Write a Rodan job package

The job packages reside in the folder /rodan/jobs/. A job vendor provides its directory under this folder, where multiple Rodan jobs are defined. A job vendor can define the resource types that are required for its jobs as well.

1. Describe a Rodan Job

A Rodan job is defined by a class that inherits rodan.jobs.base.RodanTask. The class should define the following attributes as its description:

attribute	description
`name`	`string` a unique name within all the jobs provided by the vendor.
`author`	`string` the author of the job.
`description`	`string`
`settings`	`[JSON Schema](http://json-schema.org/)`¹ the validation schema that describes the requirements of the job settings.
`enabled`	`boolean`
`category`	`string`
`interactive`	`boolean` indicates whether the job will pause at some point and wait for manual input.²
`input_port_types`	`list of Python dictionary`
`output_port_types`	`list of Python dictionary`

1 - At present, Rodan only supports a JSON object as the topmost structure of settings.

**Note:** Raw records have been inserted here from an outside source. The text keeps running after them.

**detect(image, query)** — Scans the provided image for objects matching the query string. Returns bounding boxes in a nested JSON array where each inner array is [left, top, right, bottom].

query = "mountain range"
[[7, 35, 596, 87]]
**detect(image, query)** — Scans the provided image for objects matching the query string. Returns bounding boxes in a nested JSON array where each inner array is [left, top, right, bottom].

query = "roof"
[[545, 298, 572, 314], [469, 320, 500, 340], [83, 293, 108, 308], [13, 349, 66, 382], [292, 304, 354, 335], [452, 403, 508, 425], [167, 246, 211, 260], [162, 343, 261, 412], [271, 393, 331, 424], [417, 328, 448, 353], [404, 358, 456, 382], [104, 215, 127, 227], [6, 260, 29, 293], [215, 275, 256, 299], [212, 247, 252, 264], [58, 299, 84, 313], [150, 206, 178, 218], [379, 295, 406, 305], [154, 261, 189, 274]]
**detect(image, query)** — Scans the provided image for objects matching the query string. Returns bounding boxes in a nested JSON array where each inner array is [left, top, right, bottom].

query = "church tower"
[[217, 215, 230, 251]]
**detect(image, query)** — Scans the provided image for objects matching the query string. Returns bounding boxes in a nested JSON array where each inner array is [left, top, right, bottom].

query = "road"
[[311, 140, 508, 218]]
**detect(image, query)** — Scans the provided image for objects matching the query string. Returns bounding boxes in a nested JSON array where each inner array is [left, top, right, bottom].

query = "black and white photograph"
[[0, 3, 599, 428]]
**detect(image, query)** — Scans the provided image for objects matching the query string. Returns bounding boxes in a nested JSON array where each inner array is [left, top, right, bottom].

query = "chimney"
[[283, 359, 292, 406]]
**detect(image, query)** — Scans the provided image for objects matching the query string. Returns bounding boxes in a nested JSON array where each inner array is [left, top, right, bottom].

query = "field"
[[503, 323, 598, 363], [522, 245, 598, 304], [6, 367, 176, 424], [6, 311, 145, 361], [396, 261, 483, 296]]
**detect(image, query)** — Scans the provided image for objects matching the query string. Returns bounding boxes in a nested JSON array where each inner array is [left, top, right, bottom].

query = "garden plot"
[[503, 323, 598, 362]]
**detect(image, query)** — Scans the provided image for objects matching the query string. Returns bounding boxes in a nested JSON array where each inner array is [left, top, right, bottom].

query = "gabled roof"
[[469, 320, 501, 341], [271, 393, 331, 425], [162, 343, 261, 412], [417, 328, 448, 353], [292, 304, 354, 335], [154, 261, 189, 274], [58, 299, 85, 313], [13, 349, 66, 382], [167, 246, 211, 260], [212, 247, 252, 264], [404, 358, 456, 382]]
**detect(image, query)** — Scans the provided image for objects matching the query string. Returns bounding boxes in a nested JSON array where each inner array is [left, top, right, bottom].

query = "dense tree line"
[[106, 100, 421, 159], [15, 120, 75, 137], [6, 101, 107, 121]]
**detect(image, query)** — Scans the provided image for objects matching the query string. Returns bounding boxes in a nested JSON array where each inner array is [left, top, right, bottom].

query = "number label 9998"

2 - It is only informative for the users. It does not affect whether the job will pause. The behaviour of the job is determined by the return value of its execution code.

For input_port_types and output_port_types, the following keys should be defined:

key	description
`name`	`string`
`resource_types`	`list of string OR lambda: string -> boolean` describes all possible resource MIME-types. If provided with a lambda function, Rodan will automatically filter the matched resource types in its registry.
`minimum`	`number` minimum requirement of the job. 0 indicates no minimum requirement.
`maximum`	`number` maximum requirement of the job. 0 indicates no maximum requirement.

2. Implement the Job

The execution of a job can have two possible phases: automatic phase and manual phase. In automatic phase, the job is sent to background workers that are distributed on the network; in manual phase, the job communicates with human through a web interface via HTTP protocol.

A job always starts and ends with an automatic phase. It is allowed to go back and fro between automatic phases and manual phases:

The automatic phases are implemented in the method run_my_task (and my_error_information). The manual phases are implemented in the methods get_my_interface and validate_my_user_input.

2.1 Implement Automatic Phases

The signature of method run_my_task should be:

run_my_task(self, inputs, settings, outputs)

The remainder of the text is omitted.